EDITORIAL: ICC tightens the noose

For lack of a better advice, President Ferdinand R. Marcos, Jr. recently announced the country’s disengagement from the Hague-based International Criminal Court (ICC). The decision was apparently in reaction to the court’s rejection of the country’s request to suspend the inquiry into the blood-stained drug war proudly pursued by the previous national leadership. 

In a nonchalant declaration, Marcos was straightforward in saying the country is “disengaging from any contact, from any communication with the ICC,” a statement that is expected to complicate the country’s standing in many UN bodies associated with the upholding of human rights, suppression of criminalities, and convicting violators of crimes against humanity.

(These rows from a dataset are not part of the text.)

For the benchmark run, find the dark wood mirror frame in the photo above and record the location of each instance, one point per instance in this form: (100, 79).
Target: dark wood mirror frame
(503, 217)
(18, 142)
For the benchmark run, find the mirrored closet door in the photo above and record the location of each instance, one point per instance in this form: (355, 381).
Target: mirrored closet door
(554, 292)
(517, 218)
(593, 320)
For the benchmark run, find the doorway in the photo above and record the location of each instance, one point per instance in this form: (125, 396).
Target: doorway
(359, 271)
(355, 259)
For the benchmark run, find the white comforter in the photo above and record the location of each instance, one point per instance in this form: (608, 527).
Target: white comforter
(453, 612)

While the naysayers will beat the drums in support of such government position, those in the know understand that such intent does not reduce the import of the ICC’s probe. Aside from an appeal pending before the court’s pre-trial chamber to reverse the ruling to allow the full investigation to proceed, a handful of non-government entities, a good number of them internationally recognized organizations, are asking for the continuation of the inquiry.

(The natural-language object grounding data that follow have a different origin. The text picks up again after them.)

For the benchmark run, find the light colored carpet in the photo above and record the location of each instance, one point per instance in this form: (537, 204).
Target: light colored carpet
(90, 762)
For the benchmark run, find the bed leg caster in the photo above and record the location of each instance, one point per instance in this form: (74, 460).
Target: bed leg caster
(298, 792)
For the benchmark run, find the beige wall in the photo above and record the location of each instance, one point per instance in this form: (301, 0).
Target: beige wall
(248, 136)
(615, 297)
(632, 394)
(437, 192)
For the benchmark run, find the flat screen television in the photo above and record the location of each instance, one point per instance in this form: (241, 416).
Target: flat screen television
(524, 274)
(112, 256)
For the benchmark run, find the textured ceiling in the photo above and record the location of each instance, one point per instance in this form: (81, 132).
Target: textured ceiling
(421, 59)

The tightening of the noose, in you will, goes to another level as the ICC, more aggressively than it was in the past, has recently shown its fangs by issuing an arrest warrant against Vladimir Putin, Russia’s president. The gesture reflects the tenacity of the people now comprising the ICC, and telegraphs a message that the international tribunal is willing to go to lengths in giving justice to people whose human rights are violated.

To say that the ICC’s probe is inappropriate given that the domestic courts are not functioning, is a feeble excuse. The truth is that local courts and their judges fall prey to the dangers of power plays executed by those who have resources and by those who hold the reins of power. Other than that, the number of corrupt judicial profiles in the judiciary, no matter how small, also impacts the way people value the independence and integrity of our justice system.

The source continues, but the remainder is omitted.